Kitigan Zibi chief denounces Indigenous festival as 'cultural appropriation'

The chief of Kitigan Zibi Anishinābeg has denounced an Indigenous festival running in Gatineau, Que., this week as "inappropriate," accusing the main organizers behind the event as a "non-Indigenous group."

Algonquin leader calls the organizers behind Gatineau event a ‘made-up group’

Dylan Whiteduck is chief of Kitigan Zibi Anishinābeg First Nation's council. (Jean-François Poudrier/Radio-Canada)

The chief of Kitigan Zibi Anishinābeg has denounced an Indigenous festival running in Gatineau, Que., this week as "inappropriate," accusing the main organizers behind the event of being a "non-Indigenous group."
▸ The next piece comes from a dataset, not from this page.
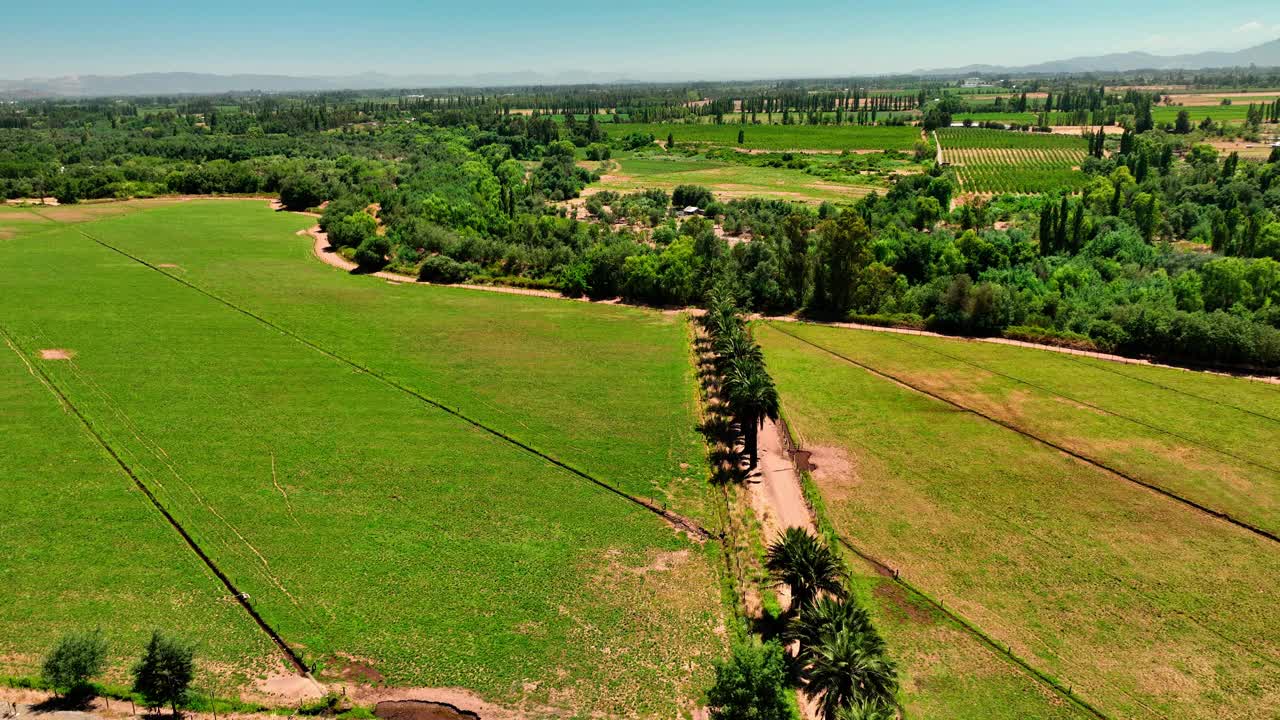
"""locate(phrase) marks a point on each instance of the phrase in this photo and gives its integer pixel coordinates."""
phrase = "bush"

"What you and your organization does … can cause more harm to legitimate Section 35 First Nations peoples in our territory," Dylan Whiteduck, chief of the council for the Algonquin community north of Ottawa-Gatineau, wrote in a public letter Feb. 21.

The comments come after the Native Alliance of Quebec (NAQ) sent an invitation to Whiteduck, asking him to speak at the Rendez-vous des Nations celebration.
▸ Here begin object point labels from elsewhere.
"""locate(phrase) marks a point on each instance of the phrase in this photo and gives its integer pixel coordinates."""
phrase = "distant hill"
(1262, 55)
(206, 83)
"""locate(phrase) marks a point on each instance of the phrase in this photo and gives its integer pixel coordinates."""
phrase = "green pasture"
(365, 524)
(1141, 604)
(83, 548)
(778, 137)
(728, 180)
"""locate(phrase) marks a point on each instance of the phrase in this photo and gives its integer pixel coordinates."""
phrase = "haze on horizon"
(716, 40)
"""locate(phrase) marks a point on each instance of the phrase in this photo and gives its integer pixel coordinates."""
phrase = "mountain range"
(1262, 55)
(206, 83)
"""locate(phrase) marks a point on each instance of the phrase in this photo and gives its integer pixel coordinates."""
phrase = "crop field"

The four-day event, which begins Wednesday at the Zibi development in Gatineau, includes "Aboriginal artists, drummers, dancers and exhibitors," according to the NAQ.

The Canada Revenue Agency has in the past investigated the alleged misuse of membership cards issued by NAQ and other entities. NAQ's ID cards are not federally recognized as official Indian-status identification, but some people have used them to dodge taxes.
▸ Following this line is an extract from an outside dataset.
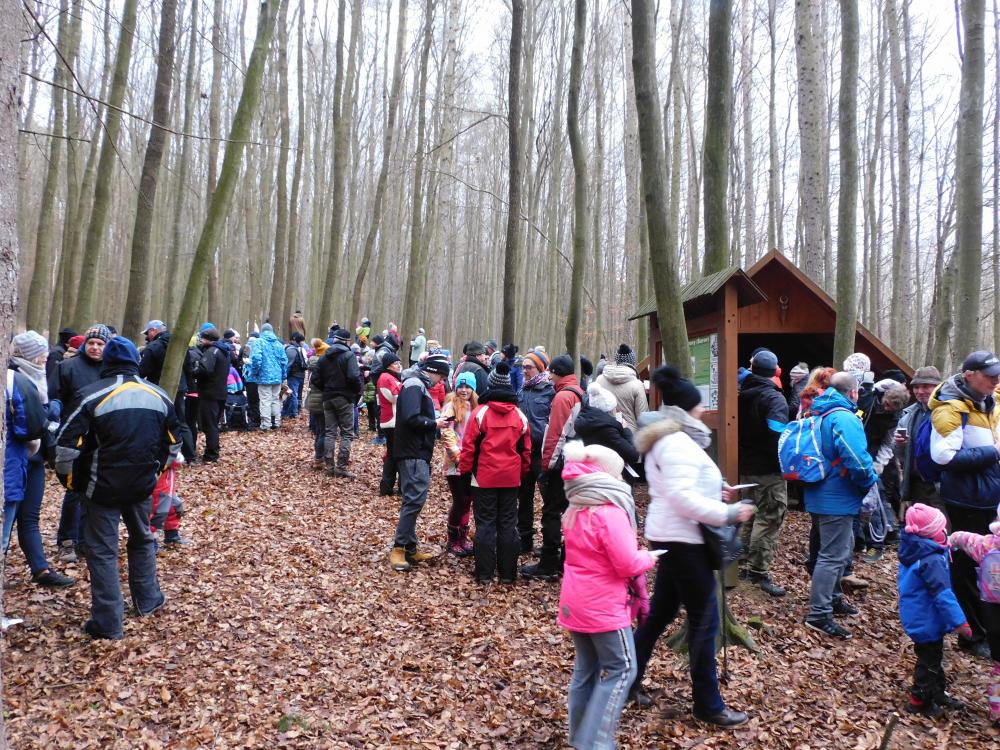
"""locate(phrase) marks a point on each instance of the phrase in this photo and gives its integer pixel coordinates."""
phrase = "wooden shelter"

The NAQ says it has been advocating for Indigenous people living off-reserve in Quebec since 1972.

"I was surprised," Whiteduck told CBC over the phone Tuesday.

"I wouldn't be caught dead at their events or anything [that's] a part of their association or group," he said. "They do not represent First Nations off reserve at all."

Whiteduck called the NAQ "a made-up group organization made up of a few non-Indigenous people."'

He told the NAQ as much, writing a strongly worded letter and posting it on Twitter

Asks others to distance themselves 

The NAQ declined to give an interview to CBC, but issued a statement in French saying its event is an "inclusive celebration of native art and cultures of all backgrounds and in all its forms." 

Nonetheless, Whiteduck called NAQ's actions a form of "cultural appropriation" in his letter.

He also urged caution to those involved with or planning to attend the event. 

"I've seen it from the woodworks for many years now, people trying to obviously benefit from our inherent rights as First Nations people," he told CBC, calling the event "unacceptable."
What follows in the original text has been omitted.